Cobaea beardtongue is native to the plains of the United States from Texas north to Nebraska and east to Arkansas and Iowa. In Texas it is mainly grows in the central part of the state from Victoria northwards to Oklahoma. There it grows in the larger eastern side of the state and is unknown in the Oklahoma panhandle. It also grows in the eastern two-thirds of Kansas, but only in the far south eastern corner of Nebraska.
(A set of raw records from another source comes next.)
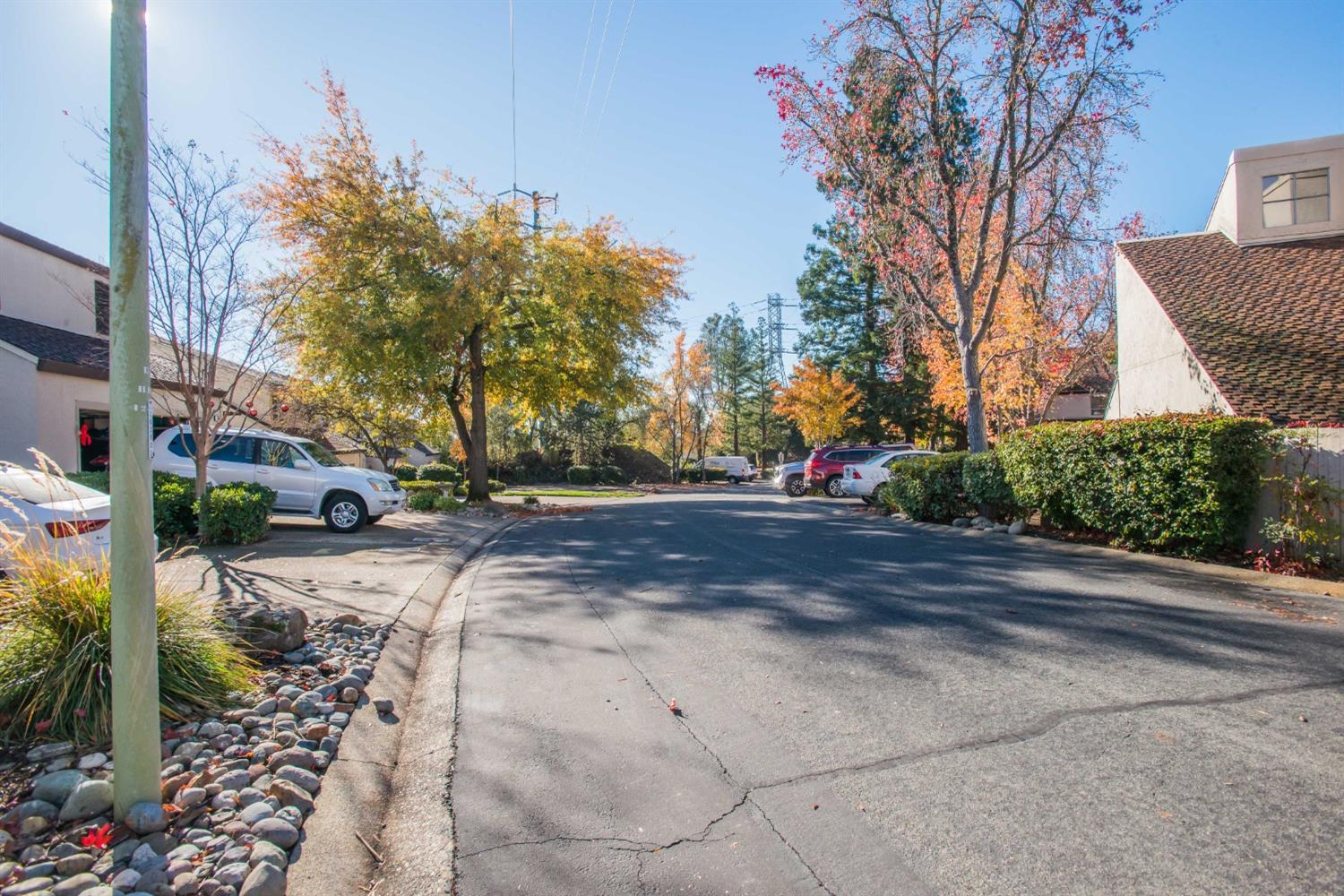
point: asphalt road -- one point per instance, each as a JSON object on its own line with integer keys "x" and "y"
{"x": 871, "y": 707}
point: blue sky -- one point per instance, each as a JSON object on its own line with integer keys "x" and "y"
{"x": 687, "y": 150}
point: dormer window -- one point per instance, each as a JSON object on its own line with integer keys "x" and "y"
{"x": 1300, "y": 198}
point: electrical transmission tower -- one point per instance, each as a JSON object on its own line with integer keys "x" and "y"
{"x": 774, "y": 335}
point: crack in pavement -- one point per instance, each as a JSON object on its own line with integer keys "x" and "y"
{"x": 1045, "y": 726}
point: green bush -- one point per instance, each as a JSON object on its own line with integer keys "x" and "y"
{"x": 1177, "y": 482}
{"x": 175, "y": 506}
{"x": 986, "y": 485}
{"x": 237, "y": 513}
{"x": 927, "y": 487}
{"x": 438, "y": 473}
{"x": 56, "y": 651}
{"x": 433, "y": 487}
{"x": 422, "y": 500}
Most of its range in Missouri is in the south bordering the main population in Arkansas. The exact location in Iowa is not recorded.

It also grows in Colorado, New Mexico, Arizona, Illinois, and Ohio, but is listed as an introduced species there by Plants of the World Online.

Penstemon cobaea grows on hillsides, gravel, rocky outcrops, and gypsum soils, and eroded pastures.

===Conservation===
The conservation organization NatureServe evaluated Penstemon cobaea as apparently secure (G4) in 1987. At the state level they also rated it as apparently secure (S4) in Oklahoma, but vulnerable (S3) in Arkansas and Nebraska. Though other organizations show it as introduced to Colorado, NatureServe lists it as critically imperiled (S1) there alongside Iowa. They have not rated the rest of the range.

==Cultivation==
The flowers of Penstemon cobaea will eventually become brown and black capsules, which contain the seeds. After planting, the seeds will take about two years to flower. It is good to leave 40 to 50 cm between plants when gardening, and lime is often needed in the soil.